First of all we will need to experiment and adapt as we harness new technology and new techniques. The hardware won’t change between now and 2025 but the software will and our ability to exploit data with AI, establish a single information environment and extend our reach in cyberspace will allow us to push the boundaries of MDI with innovation and agility. We have established a formal programme of experimentation under AM Windy Gale, our new DG JFD, but the most valuable lessons will come from operations and here we have an inherent advantage with our special forces and PJHQ placed in the command. They are our vanguard and are already practising MDI, combining effects through cyberspace and space, with platforms and manoeuvre by air, land and sea to achieve cognitive and physical effects, overt and covert, in partnership with other government departments. It is happening on CSG 21 orchestrated by PJHQ and it is happening on special operations.

Secondly we need to change how we develop and field capability. The real source of military advantage lies less in platforms, it lies in our ability to sense, understand and orchestrate – in the kill chain as Christian Brose colourfully described it in his book of the same name: the sensor networks, the data, the PED and the effectors: kinetic or non-kinetic. But our requirements process is geared towards the acquisition of platforms, not to the networks that enable rapid decision-making across all levers of power. It is slow and We have a tendency to be impervious to disruption, lagging behind. We need to incentivise industrial partners by refreshing capabilities constantly, develop strategic partnerships including with SMEs and develop a two-speed acquisition system that is fit for software DevSecOps, MVPs and with greater appetite for risk. The PUS is determined to unlock this and you can press him on it in the final session.

And third, MDI will require a cultural shift across Defence. We are still largely and recognisably a tri service organisation. Coordination across the services is still more of an afterthought than a reflex. We don’t provide joint education until around the 15-20 year point in someone’s career yet MDI expertise will be needed at every level including the most junior. Our approach to managing rare talent and skills that are needed across domains is still stove-piped, though our approach to managing cyber talent offers a model for how to change this.
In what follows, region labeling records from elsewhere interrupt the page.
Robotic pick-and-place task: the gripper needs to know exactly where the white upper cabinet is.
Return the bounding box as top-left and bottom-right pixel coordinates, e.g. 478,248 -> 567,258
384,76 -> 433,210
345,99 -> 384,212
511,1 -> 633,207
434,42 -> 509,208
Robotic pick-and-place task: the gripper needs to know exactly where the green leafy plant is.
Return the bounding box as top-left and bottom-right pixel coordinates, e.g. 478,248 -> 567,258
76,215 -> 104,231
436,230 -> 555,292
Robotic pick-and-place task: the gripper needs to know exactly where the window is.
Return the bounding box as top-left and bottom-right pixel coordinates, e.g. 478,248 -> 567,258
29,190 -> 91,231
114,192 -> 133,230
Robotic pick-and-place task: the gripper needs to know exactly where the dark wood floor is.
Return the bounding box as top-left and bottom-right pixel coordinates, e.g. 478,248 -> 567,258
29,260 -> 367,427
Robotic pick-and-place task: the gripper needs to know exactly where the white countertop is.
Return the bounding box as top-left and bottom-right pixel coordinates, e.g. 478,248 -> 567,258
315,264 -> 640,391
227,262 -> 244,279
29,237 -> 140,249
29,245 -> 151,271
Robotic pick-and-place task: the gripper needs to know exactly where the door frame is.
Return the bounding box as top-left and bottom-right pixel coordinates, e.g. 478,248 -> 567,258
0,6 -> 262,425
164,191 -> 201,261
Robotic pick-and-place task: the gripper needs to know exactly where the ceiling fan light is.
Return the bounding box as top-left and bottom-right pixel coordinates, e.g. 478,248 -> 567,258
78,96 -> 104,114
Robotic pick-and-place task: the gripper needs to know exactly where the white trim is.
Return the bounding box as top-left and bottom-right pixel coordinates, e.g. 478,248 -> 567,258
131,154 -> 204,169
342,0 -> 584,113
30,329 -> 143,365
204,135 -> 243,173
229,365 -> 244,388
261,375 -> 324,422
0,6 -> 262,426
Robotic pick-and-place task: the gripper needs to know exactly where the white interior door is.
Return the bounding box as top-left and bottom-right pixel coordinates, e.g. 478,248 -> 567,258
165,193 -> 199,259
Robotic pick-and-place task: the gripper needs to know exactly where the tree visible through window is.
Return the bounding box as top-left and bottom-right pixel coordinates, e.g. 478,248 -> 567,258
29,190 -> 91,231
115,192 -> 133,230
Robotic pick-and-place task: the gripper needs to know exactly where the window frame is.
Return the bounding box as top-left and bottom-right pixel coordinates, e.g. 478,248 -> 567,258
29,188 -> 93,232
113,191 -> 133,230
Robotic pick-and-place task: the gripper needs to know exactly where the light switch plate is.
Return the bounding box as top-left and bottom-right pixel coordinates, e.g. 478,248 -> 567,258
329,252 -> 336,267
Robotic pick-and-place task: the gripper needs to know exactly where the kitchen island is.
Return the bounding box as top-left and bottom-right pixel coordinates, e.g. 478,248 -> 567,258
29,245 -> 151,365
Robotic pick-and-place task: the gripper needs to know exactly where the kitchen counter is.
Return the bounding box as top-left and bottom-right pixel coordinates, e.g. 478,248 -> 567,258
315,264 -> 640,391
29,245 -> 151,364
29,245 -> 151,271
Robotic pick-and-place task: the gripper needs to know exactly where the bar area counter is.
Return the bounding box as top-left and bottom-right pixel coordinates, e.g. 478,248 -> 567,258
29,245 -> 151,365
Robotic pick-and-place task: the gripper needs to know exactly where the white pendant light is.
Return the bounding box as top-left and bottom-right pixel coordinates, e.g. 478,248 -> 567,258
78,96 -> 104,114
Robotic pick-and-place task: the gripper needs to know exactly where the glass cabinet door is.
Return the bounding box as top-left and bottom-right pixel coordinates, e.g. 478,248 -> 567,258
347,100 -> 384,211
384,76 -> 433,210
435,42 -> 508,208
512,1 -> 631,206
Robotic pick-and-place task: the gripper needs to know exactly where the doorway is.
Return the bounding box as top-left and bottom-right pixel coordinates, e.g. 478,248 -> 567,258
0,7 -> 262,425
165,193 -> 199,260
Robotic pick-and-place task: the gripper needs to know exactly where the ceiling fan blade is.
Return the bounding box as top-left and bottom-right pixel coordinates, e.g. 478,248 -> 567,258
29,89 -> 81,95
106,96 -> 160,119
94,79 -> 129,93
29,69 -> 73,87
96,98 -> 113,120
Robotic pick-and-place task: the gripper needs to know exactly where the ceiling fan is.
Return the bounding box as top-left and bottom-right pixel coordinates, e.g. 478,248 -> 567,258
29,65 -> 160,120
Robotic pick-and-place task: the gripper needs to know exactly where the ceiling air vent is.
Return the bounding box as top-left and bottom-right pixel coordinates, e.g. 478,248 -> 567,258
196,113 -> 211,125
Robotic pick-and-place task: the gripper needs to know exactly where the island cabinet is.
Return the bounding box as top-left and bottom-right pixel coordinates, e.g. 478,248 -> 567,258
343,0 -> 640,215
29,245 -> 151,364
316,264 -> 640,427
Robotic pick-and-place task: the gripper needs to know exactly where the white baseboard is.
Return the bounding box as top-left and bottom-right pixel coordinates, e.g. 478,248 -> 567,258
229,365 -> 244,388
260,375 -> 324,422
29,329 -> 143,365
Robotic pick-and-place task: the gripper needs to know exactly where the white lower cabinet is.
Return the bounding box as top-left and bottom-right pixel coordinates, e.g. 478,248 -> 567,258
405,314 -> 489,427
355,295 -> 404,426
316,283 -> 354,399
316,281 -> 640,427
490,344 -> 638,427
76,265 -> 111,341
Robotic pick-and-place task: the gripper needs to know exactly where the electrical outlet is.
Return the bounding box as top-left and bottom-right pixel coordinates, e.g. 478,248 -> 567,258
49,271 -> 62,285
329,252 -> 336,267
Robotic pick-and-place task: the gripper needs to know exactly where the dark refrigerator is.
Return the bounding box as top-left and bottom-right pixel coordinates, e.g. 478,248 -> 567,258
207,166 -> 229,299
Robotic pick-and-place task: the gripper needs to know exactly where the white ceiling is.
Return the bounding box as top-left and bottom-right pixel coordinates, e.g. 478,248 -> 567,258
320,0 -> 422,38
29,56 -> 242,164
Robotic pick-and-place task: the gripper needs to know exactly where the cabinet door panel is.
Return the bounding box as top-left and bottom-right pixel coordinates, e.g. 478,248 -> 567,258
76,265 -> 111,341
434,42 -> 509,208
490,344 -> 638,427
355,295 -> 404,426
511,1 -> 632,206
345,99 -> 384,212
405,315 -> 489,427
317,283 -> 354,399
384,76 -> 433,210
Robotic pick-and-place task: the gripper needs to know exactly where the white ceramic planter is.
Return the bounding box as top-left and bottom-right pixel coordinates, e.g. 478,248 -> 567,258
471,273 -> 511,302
Promotion and reward occur based primarily on how well you perform in your service, with service in joint (soon Integrated) posts of less import. An occasional paper published by RUSI and authored by Trevor Taylor and Andrew Curtis reminded us that as far back as 1964 Generals Pug Ismay and Ian Roberts advocated for greater integration in the MOD and between the Services than we see now. It’s hard to avoid the conclusion that the requirement to develop expertise in MDI provides even more of an imperative now than it did then and I really welcome the fundamental reforms to our personnel strategy that are being pursued.
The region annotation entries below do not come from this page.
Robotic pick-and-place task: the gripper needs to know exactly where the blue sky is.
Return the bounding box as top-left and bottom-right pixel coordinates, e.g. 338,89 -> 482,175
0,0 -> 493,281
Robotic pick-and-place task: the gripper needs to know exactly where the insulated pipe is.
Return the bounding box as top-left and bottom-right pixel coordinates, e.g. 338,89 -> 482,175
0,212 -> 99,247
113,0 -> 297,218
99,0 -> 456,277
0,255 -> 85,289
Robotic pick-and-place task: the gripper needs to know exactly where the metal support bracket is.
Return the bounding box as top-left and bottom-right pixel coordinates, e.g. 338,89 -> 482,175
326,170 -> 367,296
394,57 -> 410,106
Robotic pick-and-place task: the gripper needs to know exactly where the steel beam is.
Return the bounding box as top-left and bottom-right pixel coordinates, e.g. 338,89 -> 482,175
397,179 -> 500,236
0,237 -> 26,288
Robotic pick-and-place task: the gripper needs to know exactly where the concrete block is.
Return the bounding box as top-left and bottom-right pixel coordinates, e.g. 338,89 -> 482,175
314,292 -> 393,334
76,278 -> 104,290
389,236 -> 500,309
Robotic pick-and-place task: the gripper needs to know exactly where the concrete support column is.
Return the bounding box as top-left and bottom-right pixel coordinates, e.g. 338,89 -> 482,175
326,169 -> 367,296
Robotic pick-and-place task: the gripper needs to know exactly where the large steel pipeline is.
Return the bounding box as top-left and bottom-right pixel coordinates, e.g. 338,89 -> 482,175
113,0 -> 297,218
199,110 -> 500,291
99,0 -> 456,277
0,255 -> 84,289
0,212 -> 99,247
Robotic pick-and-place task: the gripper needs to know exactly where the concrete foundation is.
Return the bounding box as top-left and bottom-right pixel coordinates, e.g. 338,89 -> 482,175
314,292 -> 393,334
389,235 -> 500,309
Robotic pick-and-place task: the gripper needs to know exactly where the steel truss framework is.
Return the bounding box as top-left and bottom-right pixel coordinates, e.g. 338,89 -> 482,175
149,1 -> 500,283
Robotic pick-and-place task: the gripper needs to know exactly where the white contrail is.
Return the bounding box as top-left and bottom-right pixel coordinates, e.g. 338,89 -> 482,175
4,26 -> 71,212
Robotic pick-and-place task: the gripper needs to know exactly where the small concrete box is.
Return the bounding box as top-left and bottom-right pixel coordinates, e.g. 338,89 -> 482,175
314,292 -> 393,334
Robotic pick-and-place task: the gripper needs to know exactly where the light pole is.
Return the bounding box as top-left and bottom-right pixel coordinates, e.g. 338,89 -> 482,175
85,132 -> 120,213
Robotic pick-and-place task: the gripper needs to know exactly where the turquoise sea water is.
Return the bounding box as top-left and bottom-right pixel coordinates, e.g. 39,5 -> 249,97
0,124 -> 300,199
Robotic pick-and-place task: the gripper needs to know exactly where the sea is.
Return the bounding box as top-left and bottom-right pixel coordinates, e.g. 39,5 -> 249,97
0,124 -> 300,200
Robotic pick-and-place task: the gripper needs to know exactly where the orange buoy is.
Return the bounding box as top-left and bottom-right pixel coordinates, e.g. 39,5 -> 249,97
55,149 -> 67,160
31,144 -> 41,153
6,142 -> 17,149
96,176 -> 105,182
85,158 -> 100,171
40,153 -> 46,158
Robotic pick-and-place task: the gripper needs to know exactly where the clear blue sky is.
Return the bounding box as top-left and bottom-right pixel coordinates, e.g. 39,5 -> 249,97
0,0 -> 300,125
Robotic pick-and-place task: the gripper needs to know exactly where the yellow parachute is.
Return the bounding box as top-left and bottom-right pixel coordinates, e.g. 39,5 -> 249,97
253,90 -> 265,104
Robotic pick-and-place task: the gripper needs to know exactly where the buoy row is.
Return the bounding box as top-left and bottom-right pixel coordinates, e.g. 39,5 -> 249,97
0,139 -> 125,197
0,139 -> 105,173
I haven’t spoken about Integration with allies and partners. I’ve chosen not to partly because we have such excellent representation from the US and our colleagues in NATO on the panels, but mainly because it seems self-evident to me that the true source of our deterrent strength comes from the alliance and our close bilateral relationships with partner nations. That integration and the values we share and the respect for the Rules Based International System are what distinguish us from the Dragons and the Snakes.

At our inaugural conference last year I described the priorities I had for the IR: Cyber, Intelligence and Understanding, Special Operations and Multi-domain Integration and how they come together in Strategic Command to strengthen our deterrence and our competitive edge. These now lie at the heart of the Integrated Review outcome. We’ve been given the resources and the responsibility to lead the transformation of Defence for the Information age; we’ve now got to deliver.